Another notable upside is that the broadcasters covering the men’s and women’s matches have been the same for each day.

All of a sudden, Kevin Pietersen, Stuart Broad and Dinesh Karthik, with large social media followings and influence across the game, are being introduced to the magic of Jemimah Rodrigues and Nat Sciver.

Pietersen’s purring at some of Rodrigues’ shots was a delight.

The pandemic also means the men’s and women’s teams are far more intertwined.

The concept of ‘one club, two teams’ is one modelled on the Big Bash League in Australia, where each franchise has both a men’s and women’s side.

But even there the women’s teams had to latch on to a men’s league that had already been going for almost half a decade.

In The Hundred, the simultaneous inception of both the men’s and women’s leagues has meant that the men, for the first time, have a women’s team in their professional set-up from the start.

“I enjoyed the KSL, but I think for the women’s game, much like in the Big Bash League in Australia, to have the same club, the same products, so kids can buy a shirt or a cap or whatever it might be and follow the men’s and women’s teams is crucial,” adds Dagnall.

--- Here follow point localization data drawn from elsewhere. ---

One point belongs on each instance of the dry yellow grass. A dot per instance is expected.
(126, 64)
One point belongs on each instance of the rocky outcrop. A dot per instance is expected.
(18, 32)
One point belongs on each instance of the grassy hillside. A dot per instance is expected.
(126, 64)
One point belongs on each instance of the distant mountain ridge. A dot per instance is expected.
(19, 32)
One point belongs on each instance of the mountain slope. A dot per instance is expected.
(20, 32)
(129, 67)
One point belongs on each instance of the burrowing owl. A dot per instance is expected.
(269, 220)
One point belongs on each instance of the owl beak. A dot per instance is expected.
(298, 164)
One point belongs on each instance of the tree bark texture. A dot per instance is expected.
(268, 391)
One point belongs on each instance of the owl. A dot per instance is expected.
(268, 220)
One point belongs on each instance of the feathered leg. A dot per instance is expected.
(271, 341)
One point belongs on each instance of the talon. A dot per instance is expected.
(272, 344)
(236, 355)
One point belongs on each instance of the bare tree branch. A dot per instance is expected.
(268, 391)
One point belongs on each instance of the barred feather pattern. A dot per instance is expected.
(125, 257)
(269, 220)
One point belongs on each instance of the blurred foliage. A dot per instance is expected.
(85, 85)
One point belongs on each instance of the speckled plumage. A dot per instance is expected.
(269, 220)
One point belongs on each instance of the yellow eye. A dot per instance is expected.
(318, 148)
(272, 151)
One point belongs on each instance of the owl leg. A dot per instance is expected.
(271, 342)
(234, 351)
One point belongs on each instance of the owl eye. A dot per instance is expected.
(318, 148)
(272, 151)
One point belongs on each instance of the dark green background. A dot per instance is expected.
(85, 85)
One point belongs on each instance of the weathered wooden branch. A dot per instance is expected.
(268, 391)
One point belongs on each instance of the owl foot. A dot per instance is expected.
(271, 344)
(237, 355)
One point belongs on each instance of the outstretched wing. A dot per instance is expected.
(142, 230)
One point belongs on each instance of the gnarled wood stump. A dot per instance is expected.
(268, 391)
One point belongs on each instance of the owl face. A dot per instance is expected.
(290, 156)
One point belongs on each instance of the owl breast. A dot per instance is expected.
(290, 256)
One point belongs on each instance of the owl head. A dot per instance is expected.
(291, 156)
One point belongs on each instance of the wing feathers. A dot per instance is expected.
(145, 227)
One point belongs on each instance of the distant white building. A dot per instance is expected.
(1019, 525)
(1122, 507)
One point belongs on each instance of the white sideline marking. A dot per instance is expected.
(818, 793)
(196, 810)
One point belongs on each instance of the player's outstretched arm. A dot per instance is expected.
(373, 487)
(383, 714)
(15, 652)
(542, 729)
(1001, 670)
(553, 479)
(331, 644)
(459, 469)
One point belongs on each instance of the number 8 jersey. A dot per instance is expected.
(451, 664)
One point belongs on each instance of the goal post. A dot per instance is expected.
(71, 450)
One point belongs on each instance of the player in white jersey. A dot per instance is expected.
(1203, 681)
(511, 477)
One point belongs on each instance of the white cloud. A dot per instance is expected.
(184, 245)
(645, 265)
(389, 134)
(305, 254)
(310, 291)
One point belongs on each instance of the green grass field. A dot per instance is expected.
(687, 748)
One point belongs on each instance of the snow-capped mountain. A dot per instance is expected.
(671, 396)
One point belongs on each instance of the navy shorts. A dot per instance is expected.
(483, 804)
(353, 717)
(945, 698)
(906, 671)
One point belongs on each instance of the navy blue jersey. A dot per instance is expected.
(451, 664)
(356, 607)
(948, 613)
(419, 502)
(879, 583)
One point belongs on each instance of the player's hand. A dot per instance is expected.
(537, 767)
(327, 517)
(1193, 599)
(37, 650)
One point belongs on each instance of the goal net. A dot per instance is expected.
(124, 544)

“If you’re a Trent Rockets fan, you’re a Trent Rockets fan, whether the women are playing or the men. They come as a package.”

The impact of Covid-19, and the need to maintain reasonably bio-secure environments around the players, has meant the men’s and women’s teams are seeing far more of each other than they otherwise would be without such restrictions.

They congregate in team rooms after play while the men have been widely seen supporting their sides on the ground and, finally, voicing that support on social media.

The Hundred also comes at the right time for women’s cricket. While domestic professionalisation has only just begun, the stars of the game, its England internationals and its overseas ones, have been professional for some time. And their skilful performances demonstrate this.

The highest individual score of The Hundred has been struck by a women, Rodrigues. And two of the five highest strike-rates in an innings have also been women’s. The timing for this domestic showcase is spot on.

“I was watching the first Hundred game,” recalls the journalist Jarrod Kimber recently on his podcast, Red Inker. “I went to the game with my family. I was enjoying it and thinking that this was a good game and suddenly I realised that I had never seen women’s domestic cricket at that quality before.”

Women’s cricket, as with all women’s sport, is on a pathway. It’s developing and progressing faster than most could have imagined and the development towards gender equality has been accelerated by The Hundred.

Whether this was largely accidental, or a carefully curated plan, is up for debate. But for the many criticisms of the men’s game, The Hundred should and is transforming the women’s.